Quickstart

Once you have SentenceTransformers installed, the usage is simple:

from sentence_transformers import SentenceTransformer
model = SentenceTransformer('distilbert-base-nli-stsb-mean-tokens')

#Our sentences we like to encode
sentences = ['This framework generates embeddings for each input sentence',
    'Sentences are passed as a list of string.', 
    'The quick brown fox jumps over the lazy dog.']

#Sentences are encoded by calling model.encode()
sentence_embeddings = model.encode(sentences)

#Print the embeddings
for sentence, embedding in zip(sentences, sentence_embeddings):
    print("Sentence:", sentence)
    print("Embedding:", embedding)
    print("")

With SentenceTransformer('distilbert-base-nli-stsb-mean-tokens') we define which sentence transformer model we like to load. In this example, we load distilbert-base-nli-stsb-mean-tokens, which is a DistilBERT-base-uncased model fine tuned on Natural Language Inference (NLI) and Semantic Textual Similarity Benchmark (STSb) data.

BERT (and other transformer networks) output for each token in our input text an embedding. In order to create a fixed-sized sentence embedding out of this, the model applies mean pooling, i.e., the output embeddings for all tokens are averaged to yield a 768-dimensional vector.

Comparing Sentence Similarities

The sentences (texts) are mapped such that sentences with similar meanings are close in vector space. One common method to measure the similarity in vector space is to use cosine similarity. For two sentences, this can be done like this:

from sentence_transformers import SentenceTransformer, util
model = SentenceTransformer('distilbert-base-nli-stsb-mean-tokens')

#Sentences are encoded by calling model.encode()
emb1 = model.encode("This is a red cat with a hat.")
emb2 = model.encode("Have you seen my red cat?")

cos_sim = util.pytorch_cos_sim(emb1, emb2)
print("Cosine-Similarity:", cos_sim)

If you have a list with more sentences, you can use the following code example:

from sentence_transformers import SentenceTransformer, util
model = SentenceTransformer('distilbert-base-nli-stsb-mean-tokens')

sentences = ['A man is eating food.',
          'A man is eating a piece of bread.',
          'The girl is carrying a baby.',
          'A man is riding a horse.',
          'A woman is playing violin.',
          'Two men pushed carts through the woods.',
          'A man is riding a white horse on an enclosed ground.',
          'A monkey is playing drums.',
          'Someone in a gorilla costume is playing a set of drums.'
          ]

#Encode all sentences
embeddings = model.encode(sentences)

#Compute cosine similarity between all pairs
cos_sim = util.pytorch_cos_sim(embeddings, embeddings)
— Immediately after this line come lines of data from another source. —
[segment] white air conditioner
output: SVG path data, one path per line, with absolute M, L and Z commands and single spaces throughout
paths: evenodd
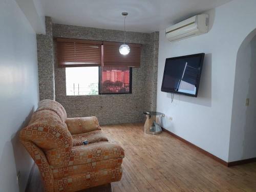
M 180 40 L 208 33 L 209 15 L 194 16 L 167 28 L 165 36 L 170 41 Z

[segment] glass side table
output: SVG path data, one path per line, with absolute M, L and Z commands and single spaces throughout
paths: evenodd
M 146 119 L 144 125 L 144 133 L 148 134 L 159 134 L 162 132 L 161 117 L 164 115 L 155 111 L 143 112 Z

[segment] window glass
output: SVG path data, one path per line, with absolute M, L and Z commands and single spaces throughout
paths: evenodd
M 131 93 L 130 68 L 104 67 L 101 71 L 101 93 Z
M 67 95 L 99 94 L 99 67 L 66 68 Z

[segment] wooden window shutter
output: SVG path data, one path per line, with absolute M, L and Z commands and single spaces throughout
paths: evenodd
M 103 66 L 122 66 L 139 67 L 141 45 L 127 44 L 130 47 L 130 52 L 126 55 L 119 53 L 119 47 L 122 43 L 104 41 Z
M 57 57 L 62 67 L 101 66 L 102 41 L 57 38 Z

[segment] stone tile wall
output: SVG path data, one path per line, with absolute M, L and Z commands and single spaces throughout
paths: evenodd
M 53 24 L 52 29 L 53 38 L 123 40 L 121 31 L 59 24 Z M 159 33 L 128 32 L 126 39 L 142 44 L 141 66 L 133 68 L 131 94 L 67 96 L 66 69 L 58 67 L 54 49 L 55 99 L 69 117 L 96 116 L 101 124 L 138 122 L 144 120 L 143 111 L 156 110 Z
M 37 34 L 39 99 L 55 99 L 52 22 L 46 17 L 46 35 Z

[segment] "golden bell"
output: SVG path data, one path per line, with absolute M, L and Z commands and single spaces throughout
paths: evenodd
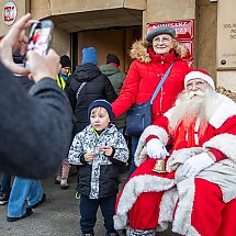
M 165 159 L 157 159 L 153 171 L 157 173 L 166 173 L 167 171 L 166 171 Z

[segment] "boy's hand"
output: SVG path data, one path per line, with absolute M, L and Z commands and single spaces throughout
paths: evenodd
M 86 162 L 92 164 L 92 161 L 93 161 L 93 159 L 95 157 L 95 154 L 94 153 L 87 153 L 83 156 L 85 156 Z
M 110 146 L 104 146 L 104 147 L 100 147 L 99 151 L 104 151 L 105 156 L 111 157 L 113 153 L 113 148 Z

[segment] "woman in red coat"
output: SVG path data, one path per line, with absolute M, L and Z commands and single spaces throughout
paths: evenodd
M 112 103 L 115 116 L 122 115 L 132 105 L 150 100 L 161 77 L 175 61 L 172 69 L 158 92 L 153 108 L 153 122 L 168 111 L 183 89 L 184 76 L 189 66 L 183 59 L 188 50 L 176 40 L 176 30 L 159 26 L 146 36 L 146 41 L 133 44 L 131 57 L 134 59 L 128 69 L 119 98 Z M 134 153 L 139 137 L 132 136 L 132 166 L 130 175 L 135 170 Z

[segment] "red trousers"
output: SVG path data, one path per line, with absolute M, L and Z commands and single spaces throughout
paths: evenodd
M 149 173 L 155 161 L 146 161 L 133 176 Z M 162 176 L 171 178 L 171 173 Z M 132 177 L 131 177 L 132 178 Z M 156 228 L 159 216 L 159 205 L 164 192 L 144 192 L 128 212 L 130 227 L 133 229 Z M 236 199 L 228 203 L 222 200 L 218 186 L 195 178 L 195 194 L 191 215 L 192 226 L 201 236 L 234 236 L 236 235 Z

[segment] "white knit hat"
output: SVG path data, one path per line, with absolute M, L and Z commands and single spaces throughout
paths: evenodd
M 184 78 L 184 88 L 191 79 L 203 79 L 215 90 L 215 85 L 212 77 L 203 69 L 193 69 L 191 72 L 189 72 Z

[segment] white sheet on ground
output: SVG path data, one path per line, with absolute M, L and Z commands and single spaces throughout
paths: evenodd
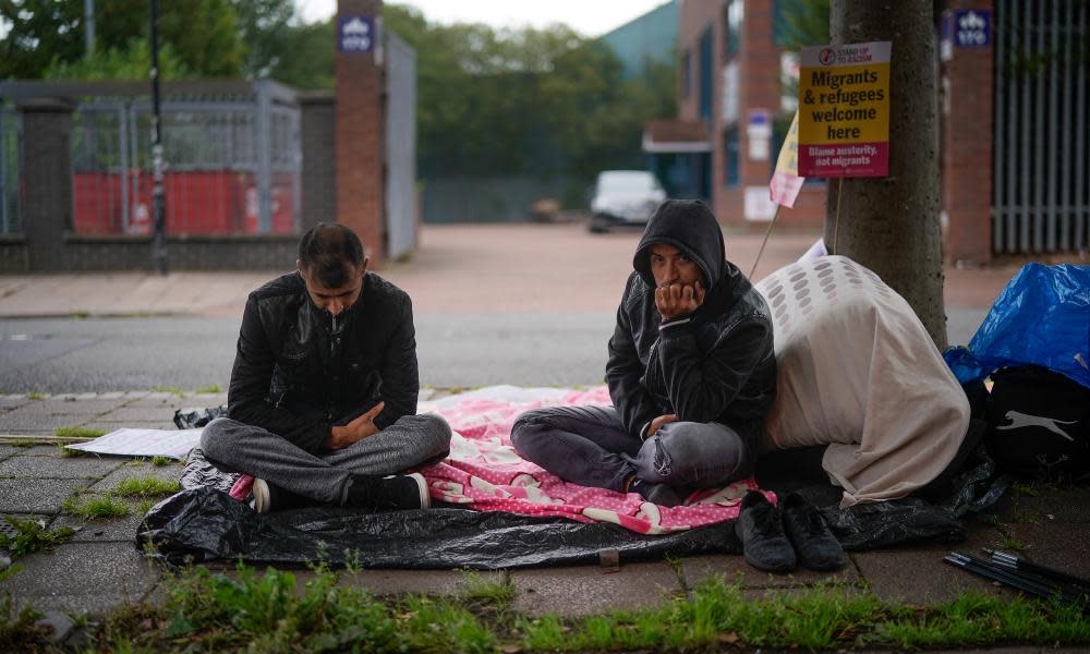
M 908 302 L 843 256 L 782 268 L 772 308 L 778 380 L 765 450 L 829 445 L 841 507 L 904 497 L 954 459 L 969 402 Z
M 125 457 L 184 459 L 201 443 L 203 429 L 117 429 L 69 449 Z

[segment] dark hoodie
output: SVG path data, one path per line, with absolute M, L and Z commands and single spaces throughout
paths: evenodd
M 665 243 L 704 272 L 704 303 L 664 324 L 655 306 L 650 249 Z M 768 305 L 724 257 L 723 232 L 699 201 L 669 199 L 651 217 L 617 310 L 606 383 L 625 427 L 642 438 L 668 413 L 725 424 L 755 451 L 776 391 Z

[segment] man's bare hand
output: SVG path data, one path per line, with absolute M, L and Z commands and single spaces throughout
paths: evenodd
M 379 402 L 371 408 L 360 417 L 348 423 L 343 427 L 332 427 L 329 440 L 326 441 L 328 449 L 343 449 L 353 443 L 363 440 L 367 436 L 374 436 L 382 429 L 375 426 L 375 417 L 383 412 L 386 402 Z
M 657 434 L 658 428 L 665 425 L 666 423 L 677 422 L 677 421 L 678 416 L 673 413 L 667 413 L 666 415 L 659 415 L 655 420 L 651 421 L 651 424 L 647 426 L 647 433 L 644 434 L 643 439 L 646 440 L 647 438 L 651 438 L 652 436 Z
M 703 303 L 704 284 L 699 280 L 692 286 L 671 283 L 655 289 L 655 306 L 664 320 L 691 314 Z

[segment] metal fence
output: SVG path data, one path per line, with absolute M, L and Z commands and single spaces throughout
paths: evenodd
M 23 231 L 22 162 L 23 117 L 12 108 L 0 107 L 0 234 Z
M 300 110 L 286 98 L 292 99 L 256 82 L 247 95 L 162 104 L 168 233 L 300 230 Z M 78 234 L 149 233 L 150 104 L 84 98 L 72 120 L 70 228 Z
M 996 0 L 993 250 L 1090 246 L 1088 2 Z

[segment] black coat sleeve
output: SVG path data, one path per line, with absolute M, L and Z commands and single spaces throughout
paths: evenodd
M 710 352 L 697 347 L 691 324 L 662 330 L 659 363 L 679 420 L 711 422 L 734 402 L 754 368 L 772 349 L 772 328 L 747 320 L 724 334 Z
M 379 429 L 396 423 L 403 415 L 416 413 L 420 399 L 420 375 L 416 367 L 416 328 L 412 322 L 412 301 L 404 295 L 397 325 L 383 355 L 383 401 L 386 407 L 375 417 Z
M 631 281 L 629 282 L 631 286 Z M 625 298 L 617 310 L 617 326 L 609 339 L 609 360 L 606 362 L 606 384 L 625 428 L 637 438 L 643 438 L 643 427 L 658 417 L 659 411 L 647 389 L 640 383 L 644 374 L 643 363 L 632 338 L 632 323 L 625 311 Z
M 263 427 L 314 452 L 330 436 L 329 423 L 296 415 L 266 399 L 272 383 L 276 353 L 262 324 L 257 302 L 251 298 L 242 314 L 242 329 L 228 390 L 228 415 L 247 425 Z

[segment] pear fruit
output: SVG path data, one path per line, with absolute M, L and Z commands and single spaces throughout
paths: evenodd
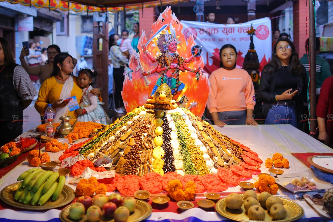
M 283 205 L 281 199 L 275 196 L 271 196 L 266 200 L 266 208 L 268 210 L 270 210 L 271 207 L 276 203 Z
M 266 208 L 266 200 L 271 196 L 272 196 L 272 194 L 265 191 L 264 191 L 259 194 L 258 200 L 262 207 L 264 208 Z
M 287 210 L 283 205 L 279 203 L 273 204 L 269 213 L 274 220 L 283 220 L 287 216 Z
M 249 208 L 247 216 L 250 220 L 264 220 L 266 213 L 261 206 L 259 205 L 253 205 Z
M 243 205 L 243 198 L 238 193 L 230 193 L 225 198 L 225 204 L 231 210 L 240 209 Z
M 244 201 L 244 209 L 245 209 L 245 212 L 247 213 L 249 208 L 253 205 L 259 205 L 259 202 L 253 197 L 248 197 Z
M 245 191 L 245 193 L 244 193 L 244 195 L 243 196 L 244 200 L 246 200 L 246 198 L 248 197 L 253 197 L 256 200 L 258 200 L 258 198 L 257 198 L 257 194 L 253 190 L 248 190 Z

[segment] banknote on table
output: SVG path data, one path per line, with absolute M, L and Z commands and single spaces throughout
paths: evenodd
M 116 170 L 108 170 L 103 172 L 99 172 L 93 173 L 92 176 L 94 176 L 96 179 L 105 179 L 105 178 L 112 178 L 116 176 Z
M 84 159 L 84 157 L 81 153 L 71 158 L 69 161 L 69 166 L 74 165 L 74 164 L 79 160 L 82 160 Z
M 93 174 L 94 173 L 97 172 L 91 169 L 89 167 L 87 167 L 85 169 L 81 175 L 75 176 L 73 177 L 71 180 L 69 181 L 69 183 L 77 183 L 82 178 L 85 178 L 88 179 L 93 176 Z
M 69 165 L 69 163 L 70 161 L 70 156 L 63 159 L 62 161 L 61 161 L 61 165 L 60 165 L 60 168 L 64 168 L 66 166 L 68 166 Z
M 103 153 L 99 152 L 99 153 L 101 154 L 101 156 L 99 157 L 94 162 L 94 163 L 95 165 L 100 167 L 110 163 L 112 164 L 112 158 Z

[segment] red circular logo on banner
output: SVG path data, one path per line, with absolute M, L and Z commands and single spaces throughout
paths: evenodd
M 185 36 L 185 39 L 186 40 L 188 39 L 189 38 L 189 35 L 191 34 L 192 34 L 192 35 L 193 36 L 193 40 L 195 40 L 197 35 L 197 34 L 196 31 L 195 31 L 195 29 L 193 29 L 191 27 L 189 27 L 188 28 L 186 28 L 184 30 L 184 35 Z
M 259 39 L 264 40 L 267 38 L 269 30 L 267 26 L 263 25 L 259 26 L 255 30 L 255 35 Z

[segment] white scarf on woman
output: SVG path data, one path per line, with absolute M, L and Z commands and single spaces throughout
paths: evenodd
M 64 84 L 59 99 L 62 99 L 62 101 L 64 101 L 67 98 L 70 97 L 72 95 L 72 90 L 73 89 L 74 85 L 74 79 L 71 75 Z M 54 122 L 59 123 L 61 122 L 61 120 L 59 119 L 59 118 L 61 116 L 67 115 L 69 111 L 69 109 L 68 109 L 68 106 L 66 106 L 64 107 L 57 108 L 56 110 Z

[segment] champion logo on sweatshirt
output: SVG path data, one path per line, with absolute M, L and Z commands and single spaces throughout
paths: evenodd
M 228 77 L 223 77 L 222 79 L 223 80 L 241 80 L 241 78 L 228 78 Z

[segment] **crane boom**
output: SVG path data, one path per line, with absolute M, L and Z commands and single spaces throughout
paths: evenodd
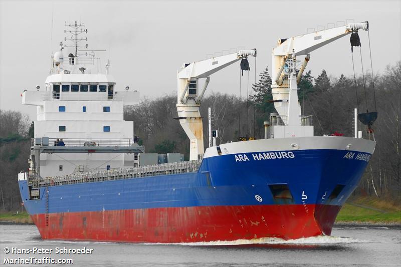
M 366 21 L 279 40 L 277 47 L 272 51 L 272 95 L 274 107 L 286 122 L 286 125 L 289 125 L 289 123 L 296 126 L 301 125 L 301 106 L 298 101 L 297 94 L 296 91 L 290 94 L 292 90 L 297 90 L 296 82 L 291 86 L 290 81 L 294 74 L 291 69 L 293 67 L 295 71 L 297 71 L 295 69 L 296 56 L 306 55 L 296 76 L 295 81 L 299 82 L 309 61 L 309 53 L 348 34 L 356 33 L 358 30 L 367 31 L 368 29 L 369 24 Z M 290 95 L 293 98 L 291 100 L 289 99 Z M 290 118 L 290 116 L 292 118 Z M 294 118 L 294 116 L 297 118 Z
M 189 160 L 204 154 L 202 118 L 199 107 L 210 80 L 210 76 L 249 56 L 256 56 L 256 50 L 237 53 L 184 64 L 177 74 L 177 112 L 181 126 L 190 140 Z M 198 80 L 207 78 L 201 92 Z

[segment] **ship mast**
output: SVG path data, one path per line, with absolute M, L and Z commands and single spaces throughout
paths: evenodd
M 87 49 L 88 48 L 88 44 L 85 44 L 84 45 L 80 45 L 80 43 L 82 41 L 88 42 L 88 38 L 87 37 L 81 37 L 81 35 L 83 34 L 88 34 L 88 29 L 84 29 L 85 27 L 85 25 L 83 24 L 77 24 L 77 21 L 75 21 L 75 23 L 74 24 L 67 24 L 67 22 L 65 23 L 66 29 L 64 30 L 64 34 L 71 34 L 71 37 L 68 38 L 67 37 L 64 37 L 64 41 L 66 41 L 67 40 L 70 41 L 72 42 L 73 45 L 70 46 L 66 46 L 64 45 L 64 47 L 72 47 L 75 49 L 75 57 L 76 58 L 78 57 L 78 56 L 80 55 L 86 55 L 86 53 L 82 53 L 82 54 L 78 54 L 78 52 L 80 52 L 80 50 L 82 49 Z

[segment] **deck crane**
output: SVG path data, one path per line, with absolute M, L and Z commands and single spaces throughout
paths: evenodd
M 368 30 L 368 22 L 350 23 L 310 34 L 280 39 L 272 52 L 272 94 L 274 107 L 287 127 L 288 135 L 294 136 L 301 125 L 301 106 L 298 99 L 297 83 L 310 59 L 310 53 L 343 36 Z M 351 43 L 352 45 L 352 43 Z M 297 73 L 296 57 L 306 55 Z
M 195 160 L 204 153 L 203 127 L 199 107 L 211 75 L 249 56 L 256 56 L 256 50 L 240 50 L 237 53 L 201 61 L 185 64 L 177 75 L 177 111 L 181 126 L 190 140 L 189 160 Z M 206 78 L 198 92 L 198 80 Z

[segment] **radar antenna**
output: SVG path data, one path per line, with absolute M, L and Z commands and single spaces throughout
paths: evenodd
M 79 55 L 86 55 L 87 54 L 86 53 L 79 53 L 79 52 L 81 52 L 81 50 L 82 49 L 88 48 L 87 43 L 84 45 L 80 45 L 81 44 L 80 44 L 82 41 L 88 42 L 87 37 L 83 37 L 81 36 L 83 34 L 87 34 L 88 29 L 84 29 L 84 28 L 85 27 L 85 25 L 84 25 L 83 24 L 77 24 L 77 21 L 75 21 L 75 23 L 74 24 L 70 24 L 67 25 L 67 22 L 66 22 L 65 26 L 66 29 L 64 30 L 64 34 L 67 34 L 67 33 L 69 33 L 71 34 L 72 35 L 69 38 L 65 37 L 64 41 L 66 41 L 67 40 L 71 41 L 72 43 L 72 45 L 67 46 L 64 45 L 64 47 L 75 48 L 75 56 L 77 58 L 78 58 Z

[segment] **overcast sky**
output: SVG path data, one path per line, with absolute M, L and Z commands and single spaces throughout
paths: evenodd
M 349 19 L 369 21 L 375 73 L 401 59 L 400 1 L 0 3 L 0 108 L 29 113 L 32 119 L 36 109 L 22 105 L 20 94 L 25 89 L 36 90 L 38 84 L 44 88 L 52 53 L 64 40 L 65 21 L 84 23 L 89 48 L 107 50 L 97 56 L 104 63 L 110 59 L 117 90 L 129 85 L 142 97 L 175 92 L 176 71 L 182 63 L 239 47 L 258 50 L 257 79 L 266 66 L 270 70 L 271 50 L 279 38 Z M 361 31 L 359 36 L 366 71 L 370 69 L 367 34 Z M 354 57 L 360 73 L 359 53 Z M 255 70 L 254 59 L 249 61 L 250 90 Z M 239 62 L 213 75 L 207 94 L 238 95 L 239 68 Z M 324 69 L 335 79 L 342 73 L 351 75 L 352 68 L 347 36 L 312 52 L 307 71 L 316 77 Z

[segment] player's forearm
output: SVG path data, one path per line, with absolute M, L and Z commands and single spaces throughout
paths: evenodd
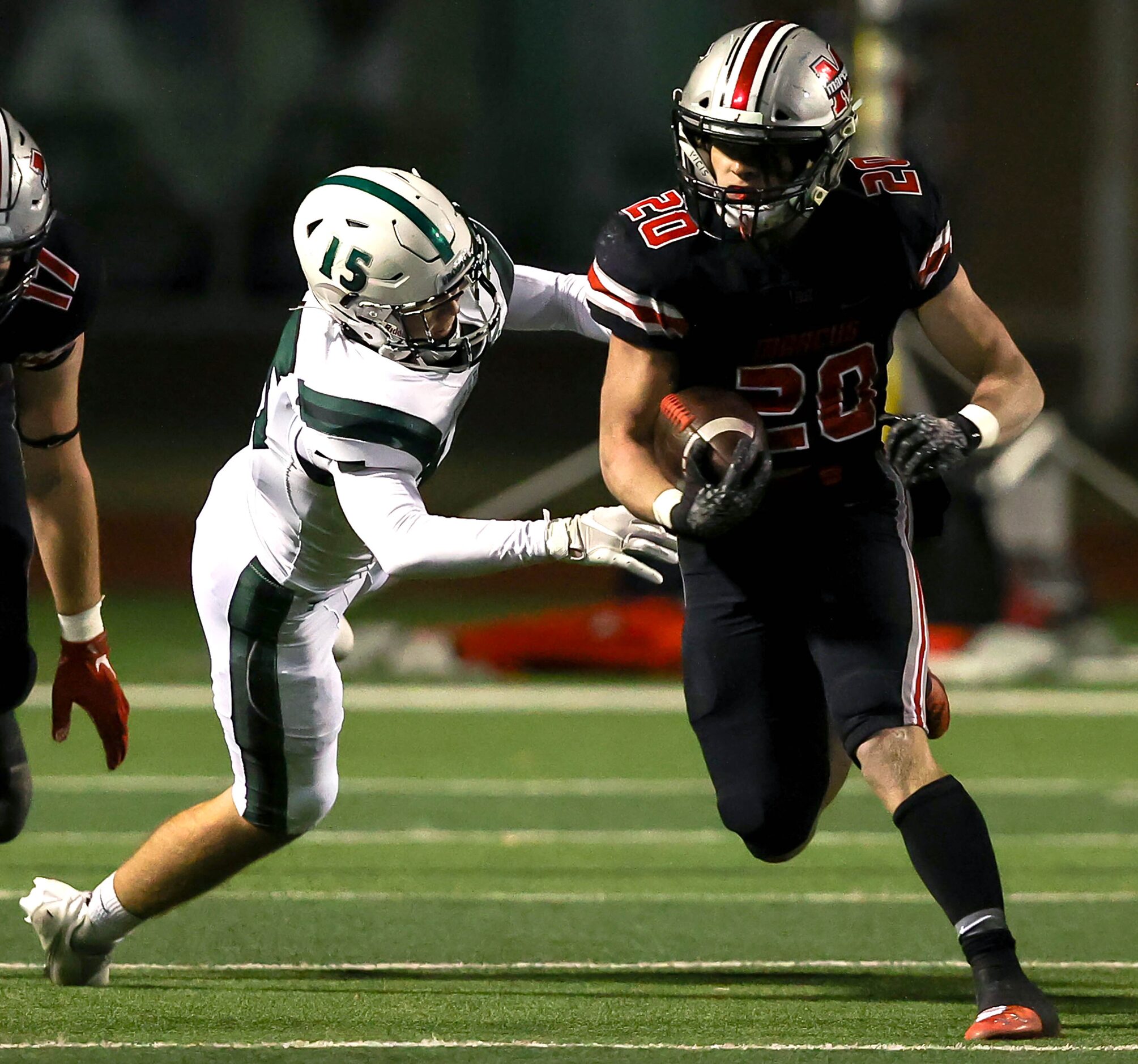
M 518 266 L 505 327 L 518 331 L 560 329 L 608 343 L 608 330 L 593 321 L 587 292 L 584 274 Z
M 546 521 L 478 521 L 407 513 L 365 541 L 391 576 L 472 576 L 549 556 Z
M 488 572 L 549 556 L 547 521 L 480 521 L 428 513 L 406 472 L 332 476 L 348 523 L 393 576 Z
M 24 454 L 27 506 L 56 610 L 90 609 L 100 597 L 94 486 L 79 439 L 58 452 Z
M 625 434 L 602 432 L 601 473 L 617 502 L 645 521 L 658 520 L 652 504 L 674 487 L 648 446 Z
M 976 383 L 972 403 L 992 413 L 999 422 L 998 443 L 1015 439 L 1044 409 L 1044 389 L 1028 360 L 1006 338 L 991 353 L 996 369 Z

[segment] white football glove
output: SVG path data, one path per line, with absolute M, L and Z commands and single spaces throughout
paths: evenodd
M 679 561 L 676 537 L 659 525 L 641 521 L 624 506 L 597 506 L 571 518 L 553 518 L 545 533 L 550 558 L 586 566 L 616 566 L 650 584 L 663 577 L 629 553 L 635 551 L 667 566 Z

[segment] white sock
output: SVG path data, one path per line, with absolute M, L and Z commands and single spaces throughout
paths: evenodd
M 72 943 L 89 952 L 107 952 L 141 923 L 141 917 L 123 908 L 112 873 L 92 891 L 86 913 L 72 932 Z

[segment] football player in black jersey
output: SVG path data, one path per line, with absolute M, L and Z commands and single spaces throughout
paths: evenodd
M 108 660 L 91 475 L 79 439 L 79 371 L 94 315 L 99 264 L 51 206 L 48 167 L 27 131 L 0 109 L 0 842 L 19 834 L 32 800 L 13 710 L 35 682 L 27 570 L 34 543 L 63 629 L 51 734 L 72 706 L 91 716 L 107 767 L 126 754 L 129 707 Z
M 629 510 L 679 534 L 684 687 L 720 816 L 759 859 L 809 842 L 850 760 L 955 925 L 979 1015 L 968 1039 L 1058 1032 L 1024 975 L 975 802 L 929 747 L 929 636 L 907 484 L 1039 413 L 1042 390 L 957 263 L 927 174 L 849 158 L 858 102 L 809 30 L 752 23 L 676 94 L 679 183 L 619 211 L 591 271 L 612 330 L 601 462 Z M 975 385 L 946 418 L 880 419 L 912 310 Z M 652 456 L 661 398 L 712 385 L 762 415 L 774 472 L 742 447 L 724 490 Z M 759 501 L 761 498 L 761 506 Z

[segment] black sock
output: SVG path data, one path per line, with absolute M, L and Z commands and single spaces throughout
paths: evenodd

#Add all pairs to a list with their cosine similarity score
all_sentence_combinations = []
for i in range(len(cos_sim)-1):
    for j in range(i+1, len(cos_sim)):
        all_sentence_combinations.append([cos_sim[i][j], i, j])

#Sort list by the highest cosine similarity score
all_sentence_combinations = sorted(all_sentence_combinations, key=lambda x: x[0], reverse=True)

print("Top-5 most similar pairs:")
for score, i, j in all_sentence_combinations[0:5]:
    print("{} \t {} \t {:.4f}".format(sentences[i], sentences[j], cos_sim[i][j]))

See on the left the Usage sections for more examples how to use SentenceTransformers.

Pre-Trained Models

Various pre-trained models exists optimized for many tasks exists. For a full list, see Pretrained Models.

Training your own Embeddings

Training your own sentence embeddings models for all type of use-cases is easy and requires often only minimal coding effort. For a comprehensive tutorial, see Training/Overview.

You can also extend easily existent sentence embeddings models to further languages. For details, see Multi-Lingual Training.